A. S. Neill
Alexander Sutherland Neill (17 October 1883 – 23 September 1973), known as A. S. Neill, was a Scottish educator and author known for his school, Summerhill School, and its philosophies of freedom from adult coercion and community self-governance. He wrote 20 books in his lifetime, and his best seller was the 1960 Summerhill, a compilation of four previous books about his school. The book was a common ancestor to activists in the 60s free school movement.
- A good teacher does not draw out; he gives out, and what he gives out is love. And by love I mean approval, or if you like, friendliness, good nature. The good teacher not only understands the child: he approves of the child.

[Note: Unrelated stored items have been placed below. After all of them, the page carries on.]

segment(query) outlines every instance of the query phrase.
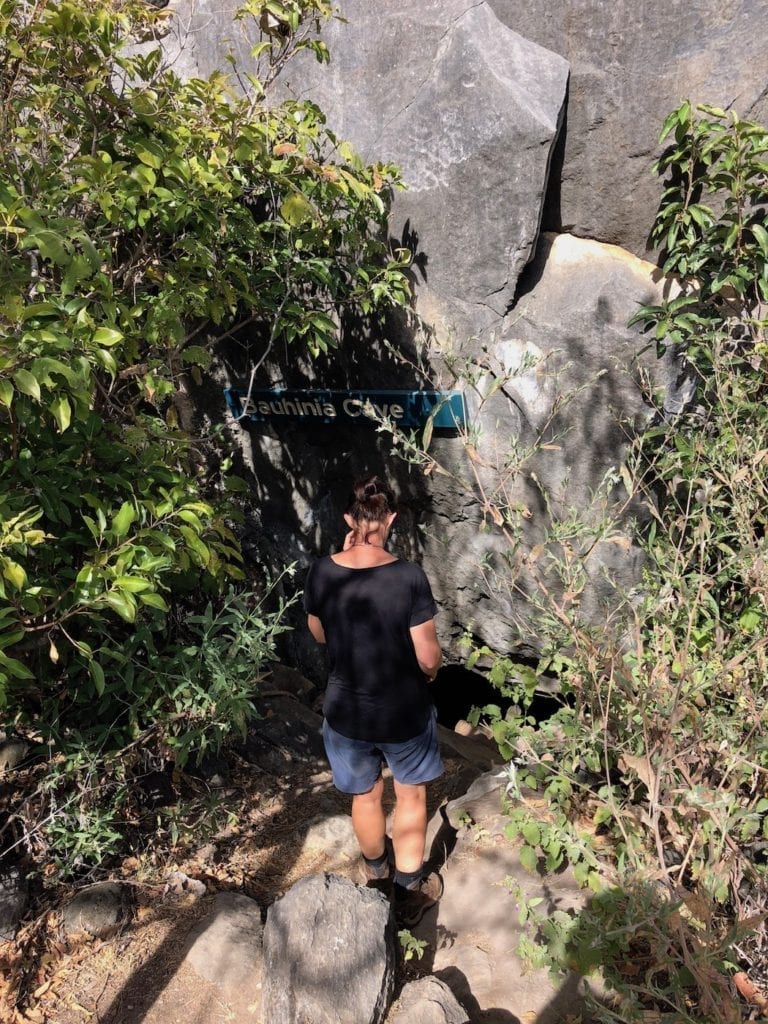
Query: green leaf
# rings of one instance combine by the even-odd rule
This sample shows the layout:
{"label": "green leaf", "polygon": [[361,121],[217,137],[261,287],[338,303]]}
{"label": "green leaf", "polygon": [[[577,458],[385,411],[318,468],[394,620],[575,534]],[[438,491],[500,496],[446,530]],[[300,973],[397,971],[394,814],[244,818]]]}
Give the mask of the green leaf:
{"label": "green leaf", "polygon": [[202,366],[207,370],[211,365],[211,353],[202,345],[189,345],[182,349],[181,358],[185,363],[193,363],[195,366]]}
{"label": "green leaf", "polygon": [[130,501],[124,501],[120,506],[120,511],[117,513],[115,518],[112,520],[112,530],[115,537],[125,537],[128,530],[131,528],[131,524],[136,519],[136,509]]}
{"label": "green leaf", "polygon": [[36,377],[33,377],[29,370],[17,370],[13,375],[13,381],[19,391],[30,398],[40,401],[40,385]]}
{"label": "green leaf", "polygon": [[224,487],[231,494],[247,494],[250,487],[242,477],[232,474],[224,480]]}
{"label": "green leaf", "polygon": [[180,526],[179,533],[181,533],[184,540],[187,542],[187,547],[195,556],[195,561],[202,566],[208,565],[211,560],[211,553],[194,530],[190,529],[189,526]]}
{"label": "green leaf", "polygon": [[50,260],[51,263],[55,263],[59,267],[69,263],[70,257],[64,239],[55,231],[44,228],[30,234],[24,247],[31,248],[32,245],[37,246],[43,259]]}
{"label": "green leaf", "polygon": [[147,167],[154,167],[159,171],[167,157],[165,149],[154,139],[141,139],[134,143],[133,151],[136,156]]}
{"label": "green leaf", "polygon": [[8,675],[15,679],[34,679],[34,675],[26,665],[23,665],[16,658],[9,658],[7,654],[0,651],[0,669],[4,669]]}
{"label": "green leaf", "polygon": [[768,231],[765,230],[762,224],[750,224],[749,230],[757,239],[757,244],[760,246],[763,256],[768,259]]}
{"label": "green leaf", "polygon": [[117,345],[123,340],[123,335],[114,327],[99,327],[93,334],[93,342],[96,345],[104,345],[109,348]]}
{"label": "green leaf", "polygon": [[148,590],[152,585],[141,576],[116,576],[112,582],[114,586],[120,590],[127,590],[129,594],[138,594],[142,590]]}
{"label": "green leaf", "polygon": [[315,216],[315,209],[299,192],[294,192],[283,200],[280,207],[280,216],[293,228],[298,228]]}
{"label": "green leaf", "polygon": [[168,611],[168,605],[165,603],[163,598],[159,594],[154,593],[153,591],[139,594],[139,600],[142,602],[142,604],[149,605],[150,608],[157,608],[158,611],[161,612]]}
{"label": "green leaf", "polygon": [[72,406],[69,404],[67,396],[57,395],[48,409],[58,424],[59,432],[63,434],[72,421]]}
{"label": "green leaf", "polygon": [[93,680],[93,685],[96,689],[96,693],[98,693],[98,695],[102,697],[104,695],[104,687],[106,686],[106,679],[104,678],[104,669],[101,667],[98,661],[94,661],[93,659],[91,659],[91,661],[88,662],[88,671],[91,674],[91,679]]}
{"label": "green leaf", "polygon": [[526,871],[535,871],[538,862],[539,858],[536,856],[536,851],[532,846],[520,847],[520,863]]}
{"label": "green leaf", "polygon": [[136,619],[136,602],[124,590],[110,590],[108,594],[104,594],[102,600],[126,622],[133,622]]}
{"label": "green leaf", "polygon": [[0,403],[11,408],[13,402],[13,384],[6,377],[4,380],[0,380]]}
{"label": "green leaf", "polygon": [[523,825],[523,837],[526,843],[531,846],[538,846],[541,842],[541,830],[535,821],[528,821]]}
{"label": "green leaf", "polygon": [[14,630],[13,633],[0,634],[0,650],[4,650],[6,647],[13,647],[19,640],[23,640],[26,635],[23,629]]}
{"label": "green leaf", "polygon": [[6,558],[3,564],[3,576],[16,590],[23,590],[27,585],[27,574],[18,562]]}

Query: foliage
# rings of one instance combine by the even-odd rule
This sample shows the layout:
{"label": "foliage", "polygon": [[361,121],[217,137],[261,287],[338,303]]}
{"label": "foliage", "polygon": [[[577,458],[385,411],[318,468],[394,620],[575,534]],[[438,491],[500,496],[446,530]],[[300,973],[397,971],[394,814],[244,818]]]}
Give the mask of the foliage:
{"label": "foliage", "polygon": [[[148,771],[165,764],[178,771],[192,754],[199,759],[215,752],[233,729],[245,734],[257,684],[285,629],[286,603],[268,610],[281,583],[273,581],[261,596],[230,589],[220,610],[209,603],[191,615],[184,639],[162,651],[152,632],[139,627],[113,654],[102,698],[118,719],[130,695],[132,739],[122,734],[123,745],[115,749],[114,731],[106,726],[82,734],[73,728],[59,745],[63,752],[9,812],[4,830],[15,839],[8,850],[23,845],[58,877],[105,863],[125,849]],[[55,722],[63,710],[46,705],[44,718]]]}
{"label": "foliage", "polygon": [[421,960],[424,956],[424,950],[427,948],[426,940],[417,939],[407,928],[402,928],[397,933],[397,941],[400,943],[400,948],[403,951],[403,960],[406,963],[409,960],[413,960],[414,957],[417,960]]}
{"label": "foliage", "polygon": [[182,703],[195,686],[220,701],[223,676],[174,640],[199,596],[243,579],[190,392],[246,326],[261,359],[278,341],[316,354],[340,311],[407,296],[404,254],[377,237],[395,170],[364,165],[313,104],[265,100],[298,50],[327,59],[313,32],[331,10],[246,3],[253,68],[182,81],[151,4],[0,0],[8,721],[57,741],[87,722],[120,747],[175,713],[185,673]]}
{"label": "foliage", "polygon": [[[674,346],[694,398],[669,417],[648,389],[649,426],[606,477],[601,515],[551,503],[532,550],[514,482],[533,452],[492,465],[467,434],[483,528],[506,542],[484,584],[532,607],[541,651],[534,671],[468,633],[467,664],[505,698],[473,721],[490,720],[509,759],[523,864],[567,862],[593,891],[575,917],[524,901],[538,928],[528,952],[557,970],[599,967],[617,993],[596,1010],[605,1019],[734,1021],[730,972],[768,987],[768,132],[686,103],[670,133],[653,239],[676,287],[634,322],[660,353]],[[461,485],[417,440],[396,448]],[[645,569],[615,591],[606,628],[581,611],[589,556],[597,541],[628,544],[630,506]],[[537,721],[542,674],[558,679],[560,707]]]}

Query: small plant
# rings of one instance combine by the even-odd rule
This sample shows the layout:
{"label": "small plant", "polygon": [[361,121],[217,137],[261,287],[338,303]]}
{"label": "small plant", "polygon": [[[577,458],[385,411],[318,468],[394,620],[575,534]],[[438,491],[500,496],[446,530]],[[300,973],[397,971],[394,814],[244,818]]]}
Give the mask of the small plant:
{"label": "small plant", "polygon": [[427,942],[425,939],[417,939],[415,935],[412,935],[407,928],[402,928],[397,933],[397,939],[400,943],[400,948],[403,951],[403,960],[407,963],[409,960],[413,960],[415,957],[417,960],[421,960],[424,956],[424,950],[427,948]]}

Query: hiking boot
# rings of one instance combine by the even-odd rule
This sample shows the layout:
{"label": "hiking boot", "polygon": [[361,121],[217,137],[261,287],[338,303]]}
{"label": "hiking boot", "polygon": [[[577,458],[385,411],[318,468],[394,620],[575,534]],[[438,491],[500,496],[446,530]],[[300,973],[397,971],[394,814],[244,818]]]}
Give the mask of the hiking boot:
{"label": "hiking boot", "polygon": [[[399,888],[399,887],[398,887]],[[402,893],[402,894],[401,894]],[[395,918],[402,928],[412,928],[443,895],[443,880],[436,871],[424,875],[413,889],[395,892]]]}
{"label": "hiking boot", "polygon": [[378,889],[380,892],[388,893],[392,886],[395,862],[392,840],[389,836],[386,836],[384,840],[384,852],[387,855],[387,859],[380,868],[373,867],[366,861],[365,857],[361,856],[358,875],[362,885],[367,885],[369,889]]}

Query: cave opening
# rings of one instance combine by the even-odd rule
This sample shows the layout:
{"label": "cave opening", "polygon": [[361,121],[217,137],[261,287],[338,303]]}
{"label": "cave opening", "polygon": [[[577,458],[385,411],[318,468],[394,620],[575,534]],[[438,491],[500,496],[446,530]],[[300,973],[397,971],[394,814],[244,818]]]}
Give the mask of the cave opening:
{"label": "cave opening", "polygon": [[[548,679],[547,683],[552,688],[556,685],[554,679]],[[466,721],[474,707],[496,704],[504,715],[516,704],[513,698],[503,696],[482,673],[463,665],[444,665],[440,669],[432,684],[432,698],[437,720],[447,729],[455,729],[457,722]],[[563,706],[564,700],[557,692],[537,691],[527,713],[537,723],[544,722]]]}

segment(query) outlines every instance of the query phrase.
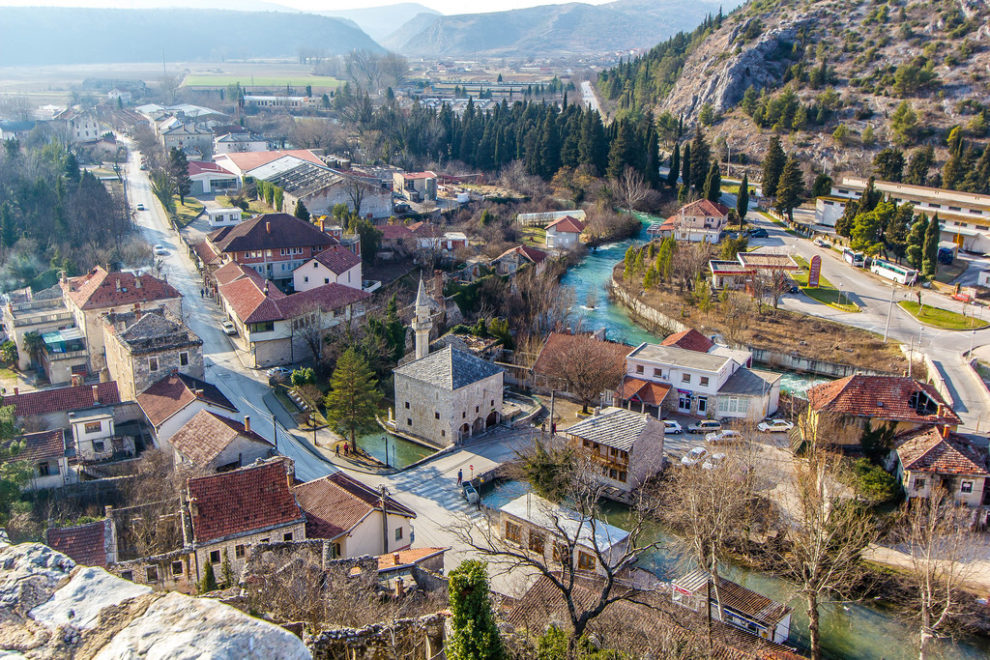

- The Problem Teacher (1939), p. 11.
- A child is innately wise and realistic. If left to himself without adult suggestion of any kind, he will develop as far as he is capable of developing.
- Ch. 1.
- Hate breeds hate, and love breeds love.
- Ch. 1.
- You cannot make children learn music or anything else without to some degree converting them into will-less adults. You fashion them into accepters of the status quo – a good thing for a society that needs obedient sitters at dreary desks, standers in shops, mechanical catchers of the 8:30 suburban train – a society, in short, that is carried on the shabby shoulders of the scared little man – the scared-to-death conformist.
- Ch. 1.
- No one has the right to make a boy learn Latin, because learning is a matter for individual choice; but if in a Latin class, a boy fools all the time, the class should throw him out, because he interferes with the freedom of others.